Minimax Rates for Hyperbolic Hierarchical Learning
This work addresses the problem of efficient learning on hierarchical data for machine learning practitioners, providing a theoretical foundation for using hyperbolic geometry to overcome limitations of Euclidean spaces.
The paper demonstrates that hyperbolic representations enable learning on hierarchical data with sample complexity scaling linearly in depth, whereas Euclidean representations require exponential sample complexity due to geometric obstructions. Specifically, hyperbolic embeddings achieve optimal sample complexity of O(mR log m) for depth-R hierarchies with branching factor m, while Euclidean embeddings necessitate exponential scaling.
We prove an exponential separation in sample complexity between Euclidean and hyperbolic representations for learning on hierarchical data under standard Lipschitz regularization.
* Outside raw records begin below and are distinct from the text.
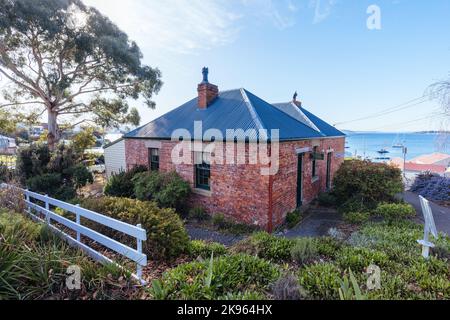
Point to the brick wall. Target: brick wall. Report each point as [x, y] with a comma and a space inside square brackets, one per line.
[285, 182]
[240, 191]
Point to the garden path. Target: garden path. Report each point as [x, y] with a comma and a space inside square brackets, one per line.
[316, 224]
[441, 214]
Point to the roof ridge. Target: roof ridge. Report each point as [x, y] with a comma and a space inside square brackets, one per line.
[252, 110]
[299, 109]
[313, 127]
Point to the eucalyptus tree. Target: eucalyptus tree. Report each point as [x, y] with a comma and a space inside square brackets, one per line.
[64, 58]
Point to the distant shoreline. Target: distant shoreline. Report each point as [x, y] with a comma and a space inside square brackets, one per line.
[388, 132]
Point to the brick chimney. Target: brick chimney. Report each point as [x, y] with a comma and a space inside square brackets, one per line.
[207, 92]
[295, 101]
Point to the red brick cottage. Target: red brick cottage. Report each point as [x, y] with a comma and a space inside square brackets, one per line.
[309, 153]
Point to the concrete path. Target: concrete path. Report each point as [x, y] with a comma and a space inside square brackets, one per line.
[441, 214]
[316, 224]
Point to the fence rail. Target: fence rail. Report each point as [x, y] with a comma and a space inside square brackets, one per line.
[8, 160]
[46, 215]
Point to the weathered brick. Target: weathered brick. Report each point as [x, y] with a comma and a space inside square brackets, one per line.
[239, 190]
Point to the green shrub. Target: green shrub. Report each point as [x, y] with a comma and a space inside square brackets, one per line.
[219, 221]
[33, 160]
[246, 295]
[33, 265]
[121, 184]
[326, 199]
[166, 236]
[266, 246]
[328, 246]
[304, 250]
[169, 190]
[321, 280]
[81, 176]
[356, 217]
[358, 259]
[53, 185]
[395, 211]
[200, 248]
[355, 204]
[230, 276]
[369, 181]
[57, 173]
[199, 214]
[287, 288]
[293, 218]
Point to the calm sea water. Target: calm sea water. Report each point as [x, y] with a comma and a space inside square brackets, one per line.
[367, 144]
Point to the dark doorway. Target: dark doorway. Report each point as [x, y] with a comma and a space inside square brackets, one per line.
[329, 158]
[300, 180]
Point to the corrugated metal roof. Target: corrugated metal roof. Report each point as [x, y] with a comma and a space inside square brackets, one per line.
[314, 121]
[233, 109]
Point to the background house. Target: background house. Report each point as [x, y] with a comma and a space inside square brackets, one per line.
[7, 145]
[310, 152]
[438, 163]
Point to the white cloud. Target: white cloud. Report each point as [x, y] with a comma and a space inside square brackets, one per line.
[182, 26]
[175, 25]
[322, 9]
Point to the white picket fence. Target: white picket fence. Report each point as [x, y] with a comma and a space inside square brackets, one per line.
[44, 214]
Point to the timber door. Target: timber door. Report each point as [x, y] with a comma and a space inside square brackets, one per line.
[329, 157]
[300, 180]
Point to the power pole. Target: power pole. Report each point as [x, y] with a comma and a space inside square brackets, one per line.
[405, 151]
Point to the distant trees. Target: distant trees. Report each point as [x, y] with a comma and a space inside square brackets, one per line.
[63, 58]
[441, 91]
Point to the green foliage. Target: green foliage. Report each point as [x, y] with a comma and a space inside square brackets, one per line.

For depth-$R$ hierarchies with branching factor $m$, we first establish a geometric obstruction for Euclidean space: any bounded-radius embedding forces volumetric collapse, mapping exponentially many tree-distant points to nearby locations. This necessitates Lipschitz constants scaling as $\exp(Ω(R))$ to realize even simple hierarchical targets, yielding exponential sample complexity under capacity control. We then show this obstruction vanishes in hyperbolic space: constant-distortion hyperbolic embeddings admit $O(1)$-Lipschitz realizability, enabling learning with $n = O(mR \log m)$ samples. A matching $Ω(mR \log m)$ lower bound via Fano's inequality establishes that hyperbolic representations achieve the information-theoretic optimum. We also show a geometry-independent bottleneck: any rank-$k$ prediction space captures only $O(k)$ canonical hierarchical contrasts.